As an ex-radio guy, I’m a sucker for most anything set in that milieu — be it a TV show, play or movie.
When your thriller’s titled “Final Caller,” sure I’ll take a look. It could be the next “Talk Radio,” “Feedback (also titled “Hostage Radio)” or “The Night Listener.”
Look at the sampling of photos I posted above and guess the error of my ways.
“Final Caller” is a gory, shlocky, ineptly-designed, poorly-cast, badly-acted and sloppily-directed splatter film. There’s not one thing to recommend it.
As it is by the director of “Clownado,” I probably shouldn’t have gotten my hopes up.
Set in a radio studio that looks like cut-rate podcasting set-up — which is entirely plausible, thanks to today’s technology, but utterly robs the film of atmosphere — starring people who don’t have even the faintest whiff of “screen actor” about them, and shot in ugly close-ups with seemingly every “first take” (blown lines, clunky line readings) making it onto the screen, “Final Caller” is excruciating, first scene to last.
Douglas Epps plays the rage-aholic host of “On Through the Night,” a Western U.S. based late-night call-in show inexplicably “syndicated in 129 markets.”
Epps, as Roland Bennett, doesn’t have a radio voice. Shooting him in full-screen/mouth close-up doesn’t change that. It only makes the white-walled, non soundproofed studio look more like a rented office cubicle.
Roland is shrill, and Epps makes his on-air insults and off-air rages at his producer/call screener (Alexander Brotherton) and “the current but soon to be ex wife” Claire (Jane Plumberg) sound like tirades being read right off the page.
Nobody here has the gift of making dialogue sound fresh, invented in the moment. Even the callers, who have nothing to concentrate on but the vocal performance and the lines they don’t even have to memorize, read their lines by metallic rote.
And then there’s that one particular caller, “let’s just call me ‘The Outsider (Jack McCord),’ a creepy, mansplaining 60ish incel who starts lecturing on Druid rituals and his connection to them as we hear a woman’s stifled screams in the background.
It takes a couple of tries for him to make clear that yes, he’s kidnapping, torturing and murdering women. It takes a couple of calls for the producer, the continuity director (Rachel Lagen) and Roland’s in-studio “guest,” his “soon to be ex,” to convince raging Roland to take The Outsider seriously, and figure out that keeping him on the line is the only way they’ll have a chance to get the cops to track him down.
There’s no sin in a no-budget movie.
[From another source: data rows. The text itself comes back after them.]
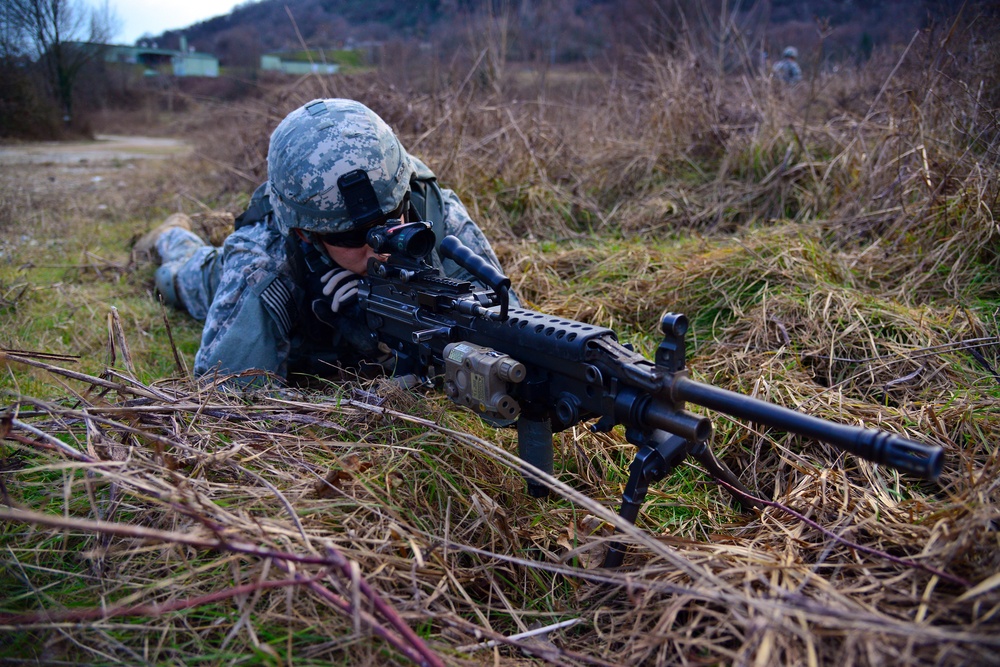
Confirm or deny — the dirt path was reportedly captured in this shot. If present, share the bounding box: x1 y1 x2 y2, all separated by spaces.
0 135 192 165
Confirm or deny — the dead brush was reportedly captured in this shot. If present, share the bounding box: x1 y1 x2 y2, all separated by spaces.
0 23 1000 665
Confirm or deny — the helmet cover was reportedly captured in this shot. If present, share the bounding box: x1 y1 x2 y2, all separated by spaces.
267 99 413 235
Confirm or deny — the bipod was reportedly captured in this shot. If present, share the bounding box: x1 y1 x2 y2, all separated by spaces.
602 429 760 568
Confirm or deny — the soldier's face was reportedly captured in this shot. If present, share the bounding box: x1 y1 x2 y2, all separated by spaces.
323 243 389 276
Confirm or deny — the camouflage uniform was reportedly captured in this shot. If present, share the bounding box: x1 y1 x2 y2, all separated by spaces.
771 46 802 84
156 98 516 378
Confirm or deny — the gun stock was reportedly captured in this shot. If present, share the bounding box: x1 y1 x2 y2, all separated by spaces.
359 236 943 567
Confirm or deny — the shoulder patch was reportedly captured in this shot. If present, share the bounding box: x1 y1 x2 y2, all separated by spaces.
258 276 294 336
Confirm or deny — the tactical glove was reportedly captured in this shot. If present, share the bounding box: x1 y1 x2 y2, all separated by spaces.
320 268 361 313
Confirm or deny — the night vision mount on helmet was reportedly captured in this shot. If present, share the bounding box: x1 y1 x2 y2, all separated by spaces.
267 99 414 235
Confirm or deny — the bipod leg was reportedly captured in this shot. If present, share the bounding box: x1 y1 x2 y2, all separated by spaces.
601 430 694 567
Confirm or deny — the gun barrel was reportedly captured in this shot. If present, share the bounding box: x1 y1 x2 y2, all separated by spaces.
674 377 944 480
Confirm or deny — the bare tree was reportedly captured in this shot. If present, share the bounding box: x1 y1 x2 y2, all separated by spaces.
0 0 119 123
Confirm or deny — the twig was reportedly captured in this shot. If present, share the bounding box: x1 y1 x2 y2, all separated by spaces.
715 478 972 588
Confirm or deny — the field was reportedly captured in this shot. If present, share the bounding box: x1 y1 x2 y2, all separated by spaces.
0 39 1000 665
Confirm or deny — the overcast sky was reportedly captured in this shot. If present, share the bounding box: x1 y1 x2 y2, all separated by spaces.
110 0 240 44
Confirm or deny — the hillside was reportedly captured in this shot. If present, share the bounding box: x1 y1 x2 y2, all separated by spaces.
0 14 1000 667
159 0 995 66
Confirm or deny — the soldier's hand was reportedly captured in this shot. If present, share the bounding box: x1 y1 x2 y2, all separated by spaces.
320 268 361 313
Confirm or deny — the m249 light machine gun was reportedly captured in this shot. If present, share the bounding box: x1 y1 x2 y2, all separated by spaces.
359 222 943 567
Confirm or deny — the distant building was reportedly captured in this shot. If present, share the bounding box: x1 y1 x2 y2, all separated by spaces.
104 36 219 77
260 51 340 75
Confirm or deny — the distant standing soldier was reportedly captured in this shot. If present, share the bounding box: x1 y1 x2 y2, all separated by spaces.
135 99 516 381
771 46 802 84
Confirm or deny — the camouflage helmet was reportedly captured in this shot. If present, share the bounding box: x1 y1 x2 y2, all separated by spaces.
267 99 413 235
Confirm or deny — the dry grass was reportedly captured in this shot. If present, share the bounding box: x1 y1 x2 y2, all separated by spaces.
0 30 1000 665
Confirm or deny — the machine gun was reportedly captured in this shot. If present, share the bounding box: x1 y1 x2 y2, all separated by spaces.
358 222 943 567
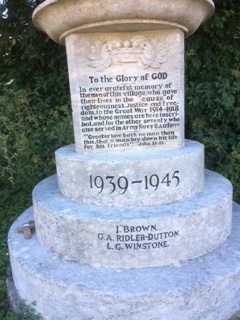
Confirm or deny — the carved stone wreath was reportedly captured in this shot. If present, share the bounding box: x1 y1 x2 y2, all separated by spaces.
88 35 168 71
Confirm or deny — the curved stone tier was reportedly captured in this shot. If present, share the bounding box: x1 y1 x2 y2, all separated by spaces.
33 0 214 44
33 172 232 268
9 205 240 320
56 140 204 207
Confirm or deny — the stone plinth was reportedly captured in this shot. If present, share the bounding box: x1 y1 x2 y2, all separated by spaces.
56 141 204 207
9 0 240 320
33 172 232 268
9 205 240 320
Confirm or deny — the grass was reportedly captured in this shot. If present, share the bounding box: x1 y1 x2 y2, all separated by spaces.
0 90 240 320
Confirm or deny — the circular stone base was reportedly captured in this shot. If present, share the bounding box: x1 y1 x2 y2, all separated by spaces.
33 171 232 268
9 205 240 320
56 140 204 207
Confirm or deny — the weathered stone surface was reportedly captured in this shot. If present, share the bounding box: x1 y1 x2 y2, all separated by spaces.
33 172 232 268
56 141 204 207
9 205 240 320
33 0 214 44
66 29 184 153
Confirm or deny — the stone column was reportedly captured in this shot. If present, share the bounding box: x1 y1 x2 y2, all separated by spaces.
9 0 240 320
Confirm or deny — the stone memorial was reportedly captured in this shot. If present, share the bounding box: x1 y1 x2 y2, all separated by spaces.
6 0 240 320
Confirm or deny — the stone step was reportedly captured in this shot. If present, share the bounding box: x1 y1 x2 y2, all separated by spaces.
56 140 204 207
33 171 232 268
9 204 240 320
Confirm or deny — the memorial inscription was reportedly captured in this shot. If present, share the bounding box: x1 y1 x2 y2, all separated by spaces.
67 30 184 152
97 225 180 250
But it is a sin if you’re not competent enough to hide that fact. This is an ugly looking film, and I haven’t even gotten to the gory power-tool torture and cannibalism yet.
Badly-designed and incompetently-lit, it’s painful to look at, much less sit through.
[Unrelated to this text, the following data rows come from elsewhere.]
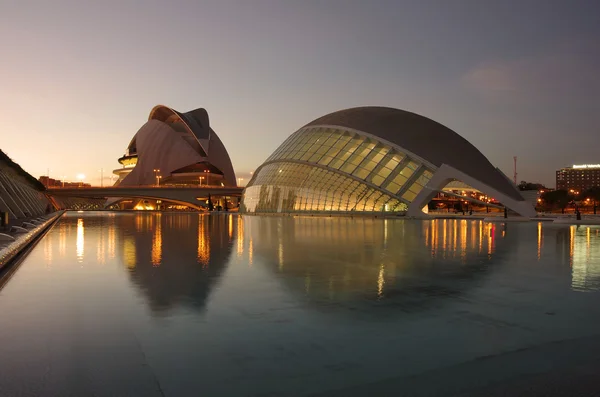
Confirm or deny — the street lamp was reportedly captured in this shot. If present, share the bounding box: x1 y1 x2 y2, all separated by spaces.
99 168 104 187
152 168 160 186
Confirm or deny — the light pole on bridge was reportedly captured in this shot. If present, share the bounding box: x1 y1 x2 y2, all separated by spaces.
153 168 160 186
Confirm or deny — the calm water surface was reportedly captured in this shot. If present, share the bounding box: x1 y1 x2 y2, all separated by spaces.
0 212 600 396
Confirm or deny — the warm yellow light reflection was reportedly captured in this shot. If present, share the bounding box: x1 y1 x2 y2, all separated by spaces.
569 226 600 292
248 237 254 266
377 263 385 298
538 222 542 261
150 212 162 267
58 222 67 258
123 236 137 269
96 227 106 265
75 218 84 263
197 215 210 267
44 234 54 267
237 216 244 257
108 221 116 259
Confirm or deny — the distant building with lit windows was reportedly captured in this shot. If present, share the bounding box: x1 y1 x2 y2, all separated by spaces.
556 164 600 192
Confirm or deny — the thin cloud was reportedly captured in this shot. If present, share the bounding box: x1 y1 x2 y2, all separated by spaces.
462 45 600 101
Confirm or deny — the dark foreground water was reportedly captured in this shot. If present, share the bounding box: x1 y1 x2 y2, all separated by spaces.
0 212 600 397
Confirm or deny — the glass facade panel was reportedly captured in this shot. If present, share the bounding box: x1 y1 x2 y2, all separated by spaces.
241 127 432 212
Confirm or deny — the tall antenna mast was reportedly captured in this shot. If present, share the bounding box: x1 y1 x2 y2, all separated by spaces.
513 156 517 185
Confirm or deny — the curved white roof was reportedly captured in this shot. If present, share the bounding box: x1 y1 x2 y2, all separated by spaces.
305 106 523 201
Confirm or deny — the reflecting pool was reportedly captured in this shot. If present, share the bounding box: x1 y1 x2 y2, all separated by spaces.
0 212 600 396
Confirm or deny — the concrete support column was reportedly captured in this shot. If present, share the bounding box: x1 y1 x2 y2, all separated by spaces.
15 182 41 216
0 173 25 218
0 192 16 218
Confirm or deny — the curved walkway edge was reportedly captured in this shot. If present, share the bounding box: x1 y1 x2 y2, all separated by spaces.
0 211 65 289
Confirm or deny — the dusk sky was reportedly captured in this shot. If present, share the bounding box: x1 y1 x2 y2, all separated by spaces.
0 0 600 186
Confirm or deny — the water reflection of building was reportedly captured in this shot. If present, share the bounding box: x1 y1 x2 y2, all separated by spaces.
557 226 600 291
245 217 510 304
117 213 238 312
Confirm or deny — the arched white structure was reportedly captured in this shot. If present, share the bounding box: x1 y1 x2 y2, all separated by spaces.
241 107 535 217
114 105 237 186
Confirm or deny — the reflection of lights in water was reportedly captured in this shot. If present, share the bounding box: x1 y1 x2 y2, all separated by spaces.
248 237 253 266
430 219 438 258
197 215 210 267
96 227 106 265
569 226 600 291
487 223 496 255
460 219 467 259
108 223 116 259
377 263 385 298
150 212 162 266
58 223 67 257
75 218 84 262
479 221 483 254
569 226 575 267
436 219 447 253
383 219 387 247
123 236 137 269
237 216 244 257
538 222 542 261
450 219 458 252
44 234 53 267
277 240 283 270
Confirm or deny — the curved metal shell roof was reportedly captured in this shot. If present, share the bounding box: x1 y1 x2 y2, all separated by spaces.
305 106 523 201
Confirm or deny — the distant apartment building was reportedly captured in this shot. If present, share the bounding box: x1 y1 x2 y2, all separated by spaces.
38 175 92 188
556 164 600 192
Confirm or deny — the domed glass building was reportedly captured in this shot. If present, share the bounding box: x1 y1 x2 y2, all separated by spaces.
241 107 535 216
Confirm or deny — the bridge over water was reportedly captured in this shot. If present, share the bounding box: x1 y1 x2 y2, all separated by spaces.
46 186 244 209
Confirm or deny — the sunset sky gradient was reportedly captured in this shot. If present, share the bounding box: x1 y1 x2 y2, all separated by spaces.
0 0 600 186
Most of the cast makes one wonder if writer-director Todd Sheets cruised biker bars looking for the greasy, the 50something, the tattooed and the nose-ringed with an affinity for carny-tart makeup.
Not one of them has the screen actor’s gift. The camera hates them all. Epps can’t pull off the added pressure of playing a “performing” radio personality. I wouldn’t listen to this screeching voice-bot if he was a caller to a talk show, much less the host.
The lines Sheets gives him to shout have a “Google searched” inauthenticity, and were probably as bad on the page as they are coming out of Epps’ mouth.
“Sounds like you logged a few too many hours of World of Warcraft online” in “your mama’s basement,” he cliche-fumes at The Outsider, who has eight victims to sacrifice according to his Druid calling.
I dare say anybody not in the cast or an investor backing “Final Caller” could watch five minutes of this and see exactly why it’s self-distributed. No self-respecting film studio would touch anything this amateurish and ugly with a ten foot power tool.
Rating: unrated, gruesome, explicit splatter movie violence
Cast: Douglas Epps, Jane Plumberg, Jack McCord, Alexander Brotherton and Rachel Lagen
Credits: Scripted and directed by Todd Sheets. An Extreme Entertainment release.